Los sectores más afectados son justamente algunos de los que más trabajo argentino generan. Textiles, indumentaria, calzado, metalurgia, fundiciones, fabricantes de maquinaria, muebles y autopartes aparecen entre las actividades con mayores dificultades.

La situación expone una economía funcionando a dos velocidades. Por un lado, minería, petróleo, gas y determinadas actividades exportadoras encuentran mejores perspectivas. Del otro quedan miles de empresas vinculadas directamente con el bolsillo del argentino común, obligadas a sobrevivir en un mercado cada vez más chico.

El riesgo social de semejante esquema es enorme. Las actividades más golpeadas por la falta de consumo también son intensivas en empleo, especialmente en grandes centros urbanos y en el conurbano bonaerense. Cuando esas empresas retroceden, el daño no termina en una estadística industrial: puede convertirse en suspensiones, pérdida de puestos de trabajo, caída salarial y nuevos focos de pobreza.

LA ARGENTINA PRODUCTIVA NECESITA QUE VUELVA EL CONSUMO

La inversión tampoco aparece por generación espontánea. Antes de ampliar una fábrica, contratar empleados o comprar maquinaria, cualquier empresario necesita comprobar que habrá compradores para lo que produzca.

Con semejante capacidad ociosa, una recuperación inicialmente permitiría volver a encender máquinas que hoy permanecen detenidas. Recién después, si la demanda se sostuviera, podrían comenzar a recuperarse turnos de trabajo, empleo e inversiones.

A eso se agrega otro problema: el crédito en pesos dejó de funcionar con fuerza como motor para numerosos sectores productivos, mientras las tasas elevadas, los costos, la energía y las dificultades de financiamiento continúan condicionando decisiones empresariales.

Argentina queda así atrapada en una contradicción cada vez más visible.
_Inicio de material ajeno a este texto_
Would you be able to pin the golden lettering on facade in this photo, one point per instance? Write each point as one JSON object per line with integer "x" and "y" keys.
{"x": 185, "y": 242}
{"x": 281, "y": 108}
El Gobierno necesita mostrar una economía ordenada, pero buena parte del entramado productivo necesita algo muchísimo más básico: clientes.

UN MODELO NO SE MIDE SOLAMENTE EN UNA PLANILLA

La verdadera recuperación económica no puede reducirse a indicadores financieros. Se mide cuando una familia recupera poder adquisitivo, cuando el almacén vuelve a vender, cuando una pyme aumenta un turno, cuando una fábrica incorpora trabajadores y cuando el empresario vuelve a invertir porque sabe que tendrá mercado.
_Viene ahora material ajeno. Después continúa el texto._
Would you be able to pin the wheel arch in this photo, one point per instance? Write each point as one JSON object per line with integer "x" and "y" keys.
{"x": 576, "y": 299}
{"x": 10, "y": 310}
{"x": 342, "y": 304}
Desde la perspectiva editorial de Info del Plata, ahí aparece la gran deuda del rumbo económico actual: poner el orden de las cuentas por encima de la recuperación efectiva del consumo puede terminar dejando una economía prolija en algunos papeles, pero profundamente lastimada en la calle.

Porque cuando más de la mitad de las empresas advierte que le faltan compradores, ya no alcanza con hablar de expectativas.
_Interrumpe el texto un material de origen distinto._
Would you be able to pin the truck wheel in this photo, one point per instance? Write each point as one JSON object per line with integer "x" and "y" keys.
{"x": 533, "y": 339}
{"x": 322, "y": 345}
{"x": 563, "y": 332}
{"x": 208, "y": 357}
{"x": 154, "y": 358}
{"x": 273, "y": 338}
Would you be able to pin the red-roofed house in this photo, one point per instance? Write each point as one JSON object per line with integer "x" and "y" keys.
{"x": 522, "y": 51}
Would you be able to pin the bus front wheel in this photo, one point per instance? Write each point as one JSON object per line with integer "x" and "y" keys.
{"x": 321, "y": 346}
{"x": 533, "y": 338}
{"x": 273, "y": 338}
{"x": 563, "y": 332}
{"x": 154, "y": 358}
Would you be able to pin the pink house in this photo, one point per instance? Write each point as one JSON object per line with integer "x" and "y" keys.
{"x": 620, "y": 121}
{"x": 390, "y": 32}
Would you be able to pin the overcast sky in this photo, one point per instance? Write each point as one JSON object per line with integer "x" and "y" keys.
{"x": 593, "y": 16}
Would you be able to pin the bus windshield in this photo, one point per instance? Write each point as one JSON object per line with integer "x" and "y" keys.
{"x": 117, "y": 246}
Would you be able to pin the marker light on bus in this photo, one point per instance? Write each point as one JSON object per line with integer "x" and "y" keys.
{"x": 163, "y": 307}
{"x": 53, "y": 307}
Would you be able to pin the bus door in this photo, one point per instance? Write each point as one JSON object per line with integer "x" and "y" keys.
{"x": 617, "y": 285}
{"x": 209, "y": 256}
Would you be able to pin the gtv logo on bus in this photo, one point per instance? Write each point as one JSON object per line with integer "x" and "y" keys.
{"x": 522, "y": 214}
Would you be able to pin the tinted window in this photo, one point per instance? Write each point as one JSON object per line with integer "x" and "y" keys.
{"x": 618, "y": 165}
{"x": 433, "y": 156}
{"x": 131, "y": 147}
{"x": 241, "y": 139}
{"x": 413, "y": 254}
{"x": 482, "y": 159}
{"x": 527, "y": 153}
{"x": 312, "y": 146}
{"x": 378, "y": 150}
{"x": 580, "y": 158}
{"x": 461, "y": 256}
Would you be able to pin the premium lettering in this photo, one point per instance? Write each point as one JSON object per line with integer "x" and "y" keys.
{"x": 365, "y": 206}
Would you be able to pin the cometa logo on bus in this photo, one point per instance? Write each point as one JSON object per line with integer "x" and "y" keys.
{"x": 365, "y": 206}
Hay una alarma encendida en la Argentina productiva.

Y detrás de cada persiana que vende menos, de cada máquina detenida y de cada salario que perdió capacidad de compra hay una misma pregunta que el Gobierno todavía debe responder: ¿de qué sirve ordenar la economía si millones de argentinos ya no tienen plata para hacerla funcionar?